In the early days, “everyone was in this kind of high, alongside a deep sadness and mistrust,” said Dr. Efrat Bron-Harlev, the head of Schneider. A number of hostages had been drugged with clonazepam, a powerful tranquilizer, before they were released, “so they would look happy,” Hagar Mizrahi, an official from Israel’s Ministry of Health, told the Knesset last month.

As the drugs and adrenaline wore off, doctors said, there were night terrors, anxiety attacks, tantrums.

For Agam - who has been free now for almost as many days as she was in captivity - the return to Israel is still hard to comprehend. She visited her old home once and has learned the full scale of the Oct. 7 atrocities.

She said her captors told her, repeatedly, that the attack was justified, and that it was only “an opening blow.”
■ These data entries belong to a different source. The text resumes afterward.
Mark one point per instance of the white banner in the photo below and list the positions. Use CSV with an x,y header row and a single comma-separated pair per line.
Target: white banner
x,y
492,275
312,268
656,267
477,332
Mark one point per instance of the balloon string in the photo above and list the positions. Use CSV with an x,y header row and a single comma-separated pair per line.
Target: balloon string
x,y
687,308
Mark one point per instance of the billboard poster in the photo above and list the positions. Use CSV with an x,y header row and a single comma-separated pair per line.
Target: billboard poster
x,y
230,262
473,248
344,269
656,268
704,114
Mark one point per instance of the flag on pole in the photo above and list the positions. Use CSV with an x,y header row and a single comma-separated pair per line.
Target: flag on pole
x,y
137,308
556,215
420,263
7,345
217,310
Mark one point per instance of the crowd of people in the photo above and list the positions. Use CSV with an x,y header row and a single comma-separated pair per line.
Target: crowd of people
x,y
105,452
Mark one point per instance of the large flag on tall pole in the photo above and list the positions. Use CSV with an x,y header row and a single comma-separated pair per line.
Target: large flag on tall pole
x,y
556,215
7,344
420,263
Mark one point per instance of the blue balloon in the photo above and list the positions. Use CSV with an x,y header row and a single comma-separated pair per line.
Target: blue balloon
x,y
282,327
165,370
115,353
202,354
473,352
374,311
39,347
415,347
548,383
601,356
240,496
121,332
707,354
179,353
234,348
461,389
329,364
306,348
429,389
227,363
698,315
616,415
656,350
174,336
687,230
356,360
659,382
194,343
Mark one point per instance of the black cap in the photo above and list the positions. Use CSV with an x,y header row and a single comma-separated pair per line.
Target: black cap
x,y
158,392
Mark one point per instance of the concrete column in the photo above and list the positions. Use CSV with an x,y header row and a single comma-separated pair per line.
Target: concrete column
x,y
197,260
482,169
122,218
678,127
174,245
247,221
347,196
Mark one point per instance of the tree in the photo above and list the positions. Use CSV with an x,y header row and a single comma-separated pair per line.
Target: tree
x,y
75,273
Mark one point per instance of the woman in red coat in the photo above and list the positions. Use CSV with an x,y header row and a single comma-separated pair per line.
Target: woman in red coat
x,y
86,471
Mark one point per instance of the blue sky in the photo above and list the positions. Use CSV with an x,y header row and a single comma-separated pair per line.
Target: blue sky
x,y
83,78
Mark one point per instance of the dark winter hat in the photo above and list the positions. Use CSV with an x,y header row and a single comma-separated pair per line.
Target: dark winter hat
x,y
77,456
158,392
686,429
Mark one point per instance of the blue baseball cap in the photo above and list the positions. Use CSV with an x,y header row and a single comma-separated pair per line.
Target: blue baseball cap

“They would be yelling at us, that this country is theirs,” Agam recalled. “They said that their aim was to pray in Jerusalem. They told us that when they come back, they’ll come back bigger and stronger. They told us Hamas in Gaza is about 40,000 fighters, and that next time, all 40,000 will come, and not 3,000.”

The militants advised her family not to return to their kibbutz, suggesting they move to Tel Aviv or New York.

And Agam said they had a parting message before setting her free: “Don’t remember our faces. And Gaza people - good.”

Lior Soroka in Tel Aviv contributed to this report.